Sociologists agree that institutions arise and persist because of a definite felt need of the members of the society.

Sumner and Keller maintained that institutions come into existence to satisfy vital interests of man.

  • Ward believed that they arise because of social demand or social necessity.
  • Lewis H Morgan ascribed the basis of every institution to what he called a perpetual want.

Primary Social Institutions

Sociologists often reserve the term “institution” to describe normative systems that operate in five basic areas of life, which may be designated as the primary institutions.
(1) In determining Kinship;
(2) in providing for the legitimate use of power;
(3) in regulating the distribution of goods and services;
(4) in transmitting knowledge from one generation to the next; and
(5) in regulating our relation to the supernatural.

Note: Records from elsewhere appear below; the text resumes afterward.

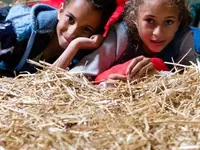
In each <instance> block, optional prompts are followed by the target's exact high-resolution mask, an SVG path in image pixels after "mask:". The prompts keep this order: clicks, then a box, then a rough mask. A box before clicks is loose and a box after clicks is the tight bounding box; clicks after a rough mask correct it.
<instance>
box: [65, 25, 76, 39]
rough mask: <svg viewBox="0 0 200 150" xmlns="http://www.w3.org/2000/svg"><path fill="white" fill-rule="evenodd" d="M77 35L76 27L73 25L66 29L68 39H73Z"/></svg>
mask: <svg viewBox="0 0 200 150" xmlns="http://www.w3.org/2000/svg"><path fill="white" fill-rule="evenodd" d="M77 34H78V27H77V26H76V25H75V24H74V25H70V26H69V27H68V29H67V35H68V37H70V38H72V39H75V38H76V37H77Z"/></svg>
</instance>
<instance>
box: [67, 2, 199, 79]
mask: <svg viewBox="0 0 200 150" xmlns="http://www.w3.org/2000/svg"><path fill="white" fill-rule="evenodd" d="M163 10H165V11H163ZM123 18H124V21H123V20H122V21H120V22H118V23H116V24H115V25H114V26H113V28H112V29H111V30H110V33H109V34H108V36H107V38H106V39H105V41H104V43H103V44H102V45H101V46H100V47H99V48H98V50H97V51H95V52H93V53H92V54H91V55H89V56H86V57H85V58H84V59H83V60H82V61H81V62H79V63H78V64H77V65H76V67H74V68H73V69H72V70H71V72H81V71H82V72H83V73H84V74H87V75H92V76H94V77H96V76H97V77H96V81H97V82H100V81H105V80H107V79H108V78H110V79H119V80H124V79H125V80H126V79H136V78H141V77H143V76H145V75H146V73H147V72H148V71H149V72H157V70H158V71H161V70H170V69H171V68H173V65H165V64H164V62H175V63H181V64H184V65H189V64H190V61H193V62H196V58H197V56H198V53H199V50H200V45H199V44H198V43H199V42H198V41H199V39H200V31H199V29H198V28H194V27H191V26H189V25H190V23H191V22H192V17H191V15H190V12H189V9H188V6H187V2H186V1H185V0H168V1H167V0H154V1H149V0H129V1H128V2H127V3H126V6H125V11H124V16H123ZM108 43H111V44H110V45H108ZM91 58H96V60H94V59H93V60H91ZM86 60H87V64H86V65H85V66H83V64H84V63H85V62H86ZM116 65H117V66H116ZM97 66H98V67H97ZM109 68H110V69H109Z"/></svg>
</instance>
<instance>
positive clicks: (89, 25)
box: [68, 12, 95, 30]
mask: <svg viewBox="0 0 200 150" xmlns="http://www.w3.org/2000/svg"><path fill="white" fill-rule="evenodd" d="M68 14H69V15H70V16H71V17H72V18H73V19H74V20H76V17H75V16H74V15H73V14H72V13H70V12H68ZM86 27H88V28H90V29H92V30H95V28H93V27H92V26H90V25H86Z"/></svg>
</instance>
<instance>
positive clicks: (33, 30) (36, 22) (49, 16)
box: [6, 4, 57, 41]
mask: <svg viewBox="0 0 200 150" xmlns="http://www.w3.org/2000/svg"><path fill="white" fill-rule="evenodd" d="M7 20H9V21H11V22H12V24H13V27H14V30H15V32H16V35H17V41H23V40H25V39H28V38H29V37H30V35H31V32H32V31H37V32H40V33H49V32H52V31H53V30H55V26H56V24H57V10H56V9H55V8H53V7H51V6H48V5H44V4H36V5H34V6H32V7H31V6H28V5H24V4H18V5H16V6H13V7H12V8H11V9H10V11H9V13H8V15H7V17H6V21H7Z"/></svg>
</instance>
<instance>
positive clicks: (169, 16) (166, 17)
mask: <svg viewBox="0 0 200 150" xmlns="http://www.w3.org/2000/svg"><path fill="white" fill-rule="evenodd" d="M166 18H176V17H175V16H168V17H166Z"/></svg>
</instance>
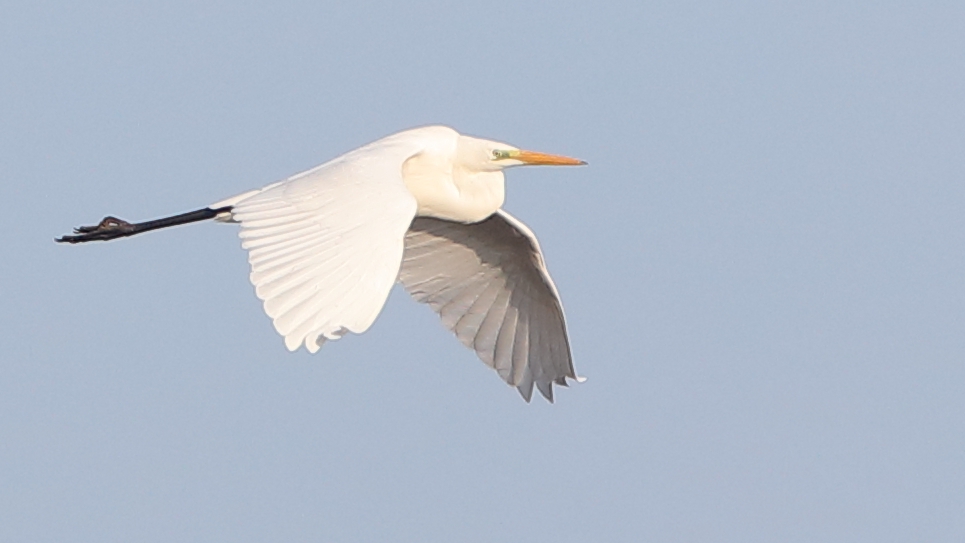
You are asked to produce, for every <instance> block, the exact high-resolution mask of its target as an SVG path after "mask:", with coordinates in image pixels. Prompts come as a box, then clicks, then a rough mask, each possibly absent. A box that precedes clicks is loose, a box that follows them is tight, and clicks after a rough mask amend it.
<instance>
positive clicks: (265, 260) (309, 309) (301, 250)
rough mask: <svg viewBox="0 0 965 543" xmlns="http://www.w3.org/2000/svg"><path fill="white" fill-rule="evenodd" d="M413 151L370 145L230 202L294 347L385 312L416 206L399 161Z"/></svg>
mask: <svg viewBox="0 0 965 543" xmlns="http://www.w3.org/2000/svg"><path fill="white" fill-rule="evenodd" d="M410 147H411V146H410ZM372 151H375V152H372ZM414 152H417V150H415V149H411V148H408V147H406V146H401V145H396V146H392V145H391V144H386V143H384V142H382V143H380V144H379V146H378V148H377V149H373V146H371V145H370V146H366V147H362V148H360V149H358V150H356V151H353V152H351V153H348V154H346V155H343V156H342V157H339V158H338V159H336V160H334V161H331V162H328V163H326V164H323V165H321V166H319V167H317V168H314V169H312V170H309V171H307V172H304V173H302V174H299V175H296V176H293V177H291V178H289V179H286V180H284V181H282V182H279V183H275V184H273V185H269V186H268V187H265V189H263V190H261V191H254V192H252V193H248V194H245V195H242V196H241V197H240V198H241V199H240V201H232V202H231V204H232V205H233V208H232V210H231V220H232V221H235V222H239V223H241V232H240V236H241V239H242V247H244V248H245V249H247V250H248V262H249V263H250V265H251V282H252V284H254V286H255V293H256V294H257V296H258V298H260V299H261V300H262V301H263V302H264V309H265V312H266V313H267V314H268V316H269V317H271V319H272V322H273V324H274V326H275V329H276V330H277V331H278V333H280V334H281V335H282V336H284V338H285V345H286V346H287V347H288V349H289V350H292V351H294V350H296V349H298V348H299V347H300V346H301V345H305V347H306V348H307V349H308V350H309V351H310V352H313V353H314V352H316V351H318V349H319V348H320V347H321V345H322V343H324V342H325V340H327V339H337V338H339V337H341V336H343V335H344V334H345V333H347V332H355V333H361V332H364V331H365V330H366V329H368V328H369V326H371V324H372V322H373V321H374V320H375V318H376V317H377V316H378V314H379V312H380V311H381V309H382V306H383V305H384V304H385V300H386V298H387V297H388V294H389V291H390V290H391V288H392V285H393V284H394V283H395V280H396V277H397V275H398V271H399V265H400V263H401V261H402V253H403V248H404V241H403V240H404V236H405V232H406V230H407V228H408V226H409V224H410V222H411V221H412V218H413V217H414V216H415V212H416V201H415V198H414V197H413V196H412V194H411V193H409V191H408V190H407V189H406V188H405V185H404V183H403V181H402V169H401V165H402V163H403V162H404V160H405V159H406V158H408V157H409V156H411V155H412V154H413V153H414Z"/></svg>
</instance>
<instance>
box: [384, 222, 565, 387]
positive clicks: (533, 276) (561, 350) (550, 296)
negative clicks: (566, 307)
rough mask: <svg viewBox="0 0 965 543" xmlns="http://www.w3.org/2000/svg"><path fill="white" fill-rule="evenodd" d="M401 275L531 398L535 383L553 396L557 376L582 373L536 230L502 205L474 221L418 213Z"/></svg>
mask: <svg viewBox="0 0 965 543" xmlns="http://www.w3.org/2000/svg"><path fill="white" fill-rule="evenodd" d="M399 280H400V281H401V282H402V284H403V285H404V286H405V288H406V290H408V291H409V294H411V295H412V297H413V298H415V299H416V300H417V301H419V302H423V303H428V304H429V306H430V307H432V309H433V310H435V311H436V312H437V313H439V316H440V317H441V318H442V323H443V324H444V325H445V326H446V328H448V329H450V330H452V331H453V332H454V333H455V334H456V337H457V338H459V341H461V342H462V343H463V344H464V345H466V346H467V347H469V348H471V349H473V350H475V351H476V354H477V355H478V356H479V358H480V359H482V361H483V362H485V363H486V364H487V365H489V366H490V367H492V368H493V369H495V370H496V371H497V372H498V373H499V376H500V377H501V378H502V379H503V380H504V381H506V382H507V383H509V384H510V385H513V386H515V387H516V388H517V389H518V390H519V392H520V394H522V395H523V398H525V399H526V401H529V400H530V397H531V396H532V393H533V384H534V383H535V384H536V387H537V388H538V389H539V391H540V392H541V393H542V394H543V396H545V397H546V399H547V400H549V401H553V383H556V384H559V385H563V386H566V378H567V377H569V378H571V379H577V377H576V372H575V370H574V369H573V360H572V356H571V354H570V345H569V341H568V339H567V336H566V322H565V320H564V318H563V308H562V306H561V305H560V298H559V294H558V293H557V291H556V286H555V285H553V280H552V279H550V276H549V273H548V272H547V271H546V266H545V265H544V264H543V256H542V253H541V252H540V249H539V244H538V243H537V242H536V237H535V236H534V235H533V233H532V232H531V231H530V230H529V228H527V227H526V225H524V224H523V223H521V222H519V221H518V220H516V219H515V218H513V217H512V216H511V215H509V214H508V213H506V212H505V211H502V210H499V211H497V212H496V213H495V214H493V215H492V216H491V217H489V218H488V219H486V220H484V221H481V222H478V223H473V224H462V223H456V222H451V221H446V220H442V219H434V218H428V217H417V218H416V219H415V220H414V221H413V222H412V226H410V227H409V232H408V233H407V234H406V237H405V256H404V257H403V260H402V269H401V271H400V273H399Z"/></svg>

Secondary Social Institutions are derived from the primary institutions.

Secondary Institutions of family are Monogamy, Polygamy, Marriage, Divorce

  1. Secondary Institutions of power are Interest Groups , Party System , Democracy.
  2. Secondary Institutions of Economics are Property , Trading , Banking , Credit
  3. Secondary Institutions of Education are School , College , University
  4. Secondary Institutions of Religion are church , temple , mosque , totem , taboo

Functions of Social Institutions
Institutions have great functional importance. Their main functions are as follows:

  • (i) Institutions cater to the satisfaction of needs: Institutions contribute to the fulfillment of the fundamental human needs such as (a) the need for self perpetuation, (b) perpetuation, and (c) selfexpression. They provide and prescribe the ways and means of fulfilling them.
  • (ii) Institutions Control Human Behaviour: Institutions organize and regulate the system of social behaviour. Through the institutions the unexpected, spontaneous and irregular behaviour of people is replaced by expected, patterned, systematic, regular and predictable behaviour. Thus the interpersonal
    relationships of the individuals are regulated by institutions. They make clear for the members what is allowed and what is not; what is desirable and what is undesirable. This is particularly true of the governmental institutions.
  • (iii) Institutions simplify actions for the individual: Since the institutions prescribe a particular way of behaviour for the fulfillment of our basic needs, they save much of our energy and also time. They avoid confusion and uncertainties and contribute to a system and order in society.
  • (iv) Institutions assign roles and statuses to the individual: Institutionalisation of the social behaviour consists of the establishment of definite norms. These norms assign status positions and role-functions in connection with such behaviour. Institutions such as family, marriage, education, property, division of labour, caste, religion, etc. provide some social standing for the individuals concerned.
  • (v) Institutions contribute to unity and uniformity: institutions which regulate the relations between individuals have largely been responsible for unity and uniformity that are found in a society.
  • (vi) Manifest functions of Institutions: (Social institutions) Every institution has two types of manifest functions – (a) the pursuit of its objective or interests, and (b) the preservation of its own internal cohesion so that it may survive. For example, the state must serve its citizens and protect its boundaries. At the same time, the state must escape the danger of internal revolution and external conquests.
  • (vii) The negative functions of institutions: Institutions may cause harmful effects also. They do not undergo changes easily and quickly even if the circumstances demand change. When they become too conservative they retard progress. They even hamper the growth of personalities of the people.
    Religion and caste can be mentioned here as examples to show how they often discourage people to do achievements or adventures.